2013 Annual Report

Richard Keys, Chief Operating Officer and Chief Financial Officer

Reported vs Gross Revenue

Abano’s reported revenue and EBITDA results exclude the returns from our joint venture audiology business, where we only equity account for our 50% share of the NPAT result in the financial period.

The revenue result also reflects the impact of a change in how we account for dental revenues in Australia. Previously, 100% of patient spend was recognised as revenue; however, following a change in the basis for contracting dentists, now we recognise ‘patient spend after dentists’ commissions’ as revenue.

To enable shareholders to review our revenue performance on a like for like basis with previous years, we have also reported gross revenues which includes the total equity accounted audiology revenues and 100% of Australian dental patient spend as revenue.

Due to this, reported revenues were relatively flat while gross revenues increased by 9% year on year. This was primarily due to an 18% increase in gross dental revenues, offset by the loss of approximately $10.5 million in revenue following the sale of the brain injury rehabilitation business at the beginning of the financial year.

EBITDA (excluding audiology) increased by 8%, predominantly driven by the expanding dental networks, where we are now starting to benefit from scale and improving margins, particularly in the purchase of materials and laboratory supplies.

Capital Expenditure

The biggest capital expenditure in FY13 was into the dental sector, for the acquisition of the 30% minority holding in Dental Partners and the acquisition of 24 dental practices, totalling a $35.2 million investment.

In addition, across the Group, there was new income generating capital expenditure of $4.1 million and $8.4 million operational and replacement capital.

Our primary capital expenditure item is dental acquisitions, which are funded by debt. These are made up of an initial upfront payment and further payments over the earn out period.

We have also had significant investment into our radiology businesses in the past five years, however, we have no major new investments in this area planned in FY14. The cost of the new Millennium radiology clinic accounts for most of the new income generating capital spend in FY13.


As at 31 May 2013, Abano had confirmed banking facilities of $151.6 million. We reviewed our bank funding in FY13, and refinanced our existing Australian debt facilities with ASB Bank. We also refinanced our existing New Zealand facilities, gaining improved pricing and tenure.

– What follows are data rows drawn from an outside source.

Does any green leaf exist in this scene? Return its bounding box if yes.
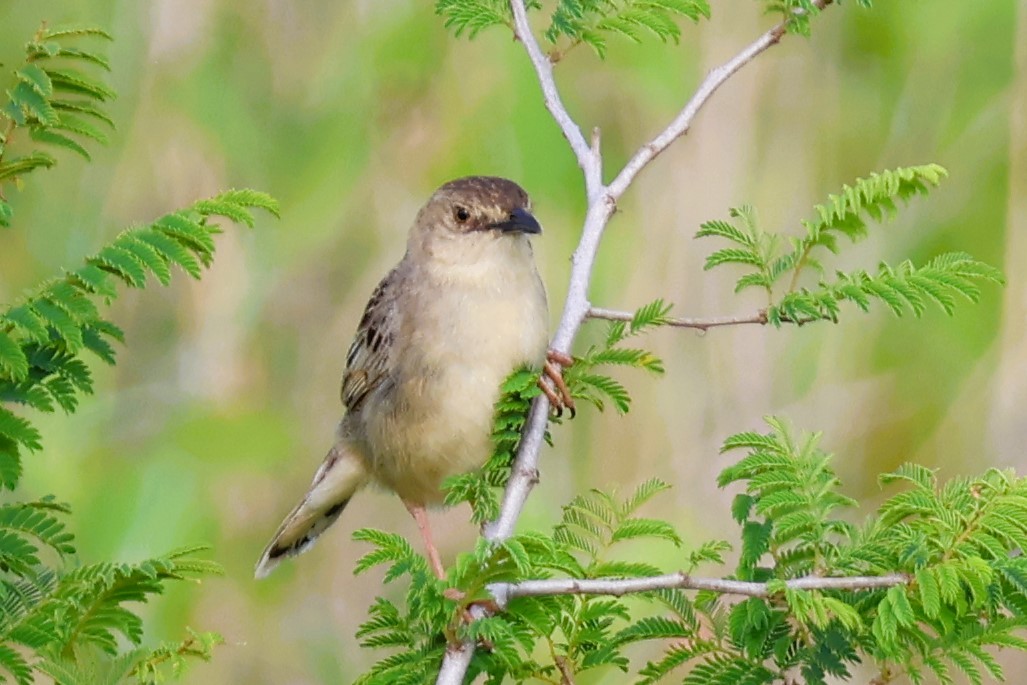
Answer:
[0,331,29,380]
[14,63,53,98]
[29,128,91,160]
[46,68,117,101]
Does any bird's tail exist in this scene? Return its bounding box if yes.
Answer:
[254,440,370,578]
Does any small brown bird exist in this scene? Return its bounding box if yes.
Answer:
[250,177,573,578]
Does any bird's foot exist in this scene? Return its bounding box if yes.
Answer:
[538,349,576,419]
[403,500,446,580]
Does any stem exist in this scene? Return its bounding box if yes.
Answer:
[587,307,767,331]
[435,0,832,685]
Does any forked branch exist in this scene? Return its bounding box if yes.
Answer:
[435,0,832,685]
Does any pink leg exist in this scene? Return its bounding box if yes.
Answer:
[403,500,446,580]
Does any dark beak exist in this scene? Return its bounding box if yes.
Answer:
[492,208,542,233]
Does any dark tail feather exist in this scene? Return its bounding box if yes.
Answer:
[254,445,368,578]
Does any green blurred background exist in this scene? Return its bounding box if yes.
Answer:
[0,0,1027,685]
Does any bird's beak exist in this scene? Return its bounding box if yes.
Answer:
[492,208,542,233]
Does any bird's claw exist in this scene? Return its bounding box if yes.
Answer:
[538,349,576,419]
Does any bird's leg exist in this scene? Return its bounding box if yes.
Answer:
[538,349,575,419]
[403,500,446,580]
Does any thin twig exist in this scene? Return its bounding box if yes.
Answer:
[609,0,833,198]
[435,0,832,685]
[510,0,603,204]
[588,307,768,331]
[488,572,909,609]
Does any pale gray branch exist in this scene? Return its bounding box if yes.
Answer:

In addition, at the end of May 2013, we negotiated a new funding facility of A$30 million to be used for future acquisitions.

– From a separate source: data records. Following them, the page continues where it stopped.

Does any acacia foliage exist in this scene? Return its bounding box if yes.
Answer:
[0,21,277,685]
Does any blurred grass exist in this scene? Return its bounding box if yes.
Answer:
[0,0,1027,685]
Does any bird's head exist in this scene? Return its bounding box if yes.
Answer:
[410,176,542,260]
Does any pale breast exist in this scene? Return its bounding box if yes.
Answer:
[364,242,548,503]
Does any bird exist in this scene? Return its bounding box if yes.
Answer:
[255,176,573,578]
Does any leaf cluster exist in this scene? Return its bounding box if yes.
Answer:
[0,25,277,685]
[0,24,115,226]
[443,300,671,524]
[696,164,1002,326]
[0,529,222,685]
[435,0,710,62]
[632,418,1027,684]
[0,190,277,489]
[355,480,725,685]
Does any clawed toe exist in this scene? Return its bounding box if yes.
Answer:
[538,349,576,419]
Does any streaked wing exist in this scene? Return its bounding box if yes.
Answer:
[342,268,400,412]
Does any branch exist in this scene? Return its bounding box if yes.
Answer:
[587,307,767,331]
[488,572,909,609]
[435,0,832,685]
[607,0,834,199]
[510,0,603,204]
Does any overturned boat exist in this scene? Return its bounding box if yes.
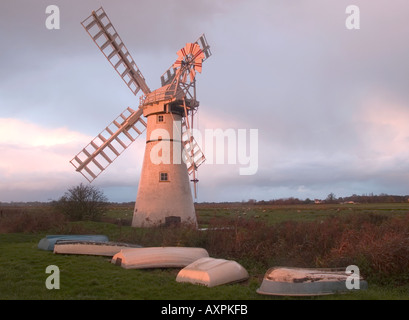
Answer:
[38,234,109,251]
[176,257,249,287]
[111,247,209,269]
[257,267,368,296]
[54,240,141,257]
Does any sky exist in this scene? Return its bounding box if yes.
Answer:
[0,0,409,202]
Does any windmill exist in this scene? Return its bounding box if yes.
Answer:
[70,7,211,227]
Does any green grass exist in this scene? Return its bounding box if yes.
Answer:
[0,204,409,300]
[0,234,409,300]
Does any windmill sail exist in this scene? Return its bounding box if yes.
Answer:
[81,7,151,95]
[70,107,146,182]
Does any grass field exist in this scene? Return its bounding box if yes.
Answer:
[0,203,409,300]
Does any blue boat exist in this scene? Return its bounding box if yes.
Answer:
[38,234,109,251]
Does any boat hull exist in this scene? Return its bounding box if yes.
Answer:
[111,247,209,269]
[176,257,249,287]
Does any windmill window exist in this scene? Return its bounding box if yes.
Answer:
[159,172,169,182]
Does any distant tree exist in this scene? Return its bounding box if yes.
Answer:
[54,183,108,221]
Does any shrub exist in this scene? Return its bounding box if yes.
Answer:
[54,183,108,221]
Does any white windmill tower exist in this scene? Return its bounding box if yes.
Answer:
[70,7,211,227]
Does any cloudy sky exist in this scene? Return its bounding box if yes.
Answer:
[0,0,409,202]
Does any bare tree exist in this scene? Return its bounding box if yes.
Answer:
[55,183,108,221]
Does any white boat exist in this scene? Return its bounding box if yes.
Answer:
[257,267,368,296]
[111,247,209,269]
[176,257,249,287]
[54,240,141,257]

As at 31 May 2013, Abano had undrawn bank funds of $61.1 million.

The proceeds from the sale of Abano Rehabilitation, our brain injury business, in June 2012, were used to repay debt and to fund business growth.

At all times during the 2013 financial year, Abano met and complied with its banking covenants.

Interest Rate Policy

Abano has a policy which provides guidelines for terms and tenure of banking facilities, as well as fixed versus floating interest rates. The primary objective of interest rate risk management is to reduce risk and uncertainty to the business from movements in interest rates. The policy provides for certain percentages of debt to be fixed over a 1 – 10 year period. In addition, to manage the risk of a large portion of facilities maturing in any one year, no more than 33% of debt facilities can mature in any 12 month period over the next 24 month duration.

Foreign Exchange

Generally, all consumables and other purchases are paid for in local currencies and therefore there is no exchange risk. One exception is a small orthotics purchasing contract worth approximately US$1million where forward foreign exchange contracts are in place within each financial year.

Any debt required for the Dental Partners acquisition programme in Australia is provided through local currency facilities and therefore the loan is in the same currency as the underlying asset and the revenue generated from that asset.

Given we are growing all our overseas businesses, we reinvest the earnings from each business back into growth of that business. Therefore, the foreign exchange risk is largely limited to when new capital or funding is required and on the translation of the financial results into New Zealand dollars for reporting purposes. Given we do not repatriate the funds, any gain or loss on exchange rates movements for reporting purposes are not crystallised and are non cash.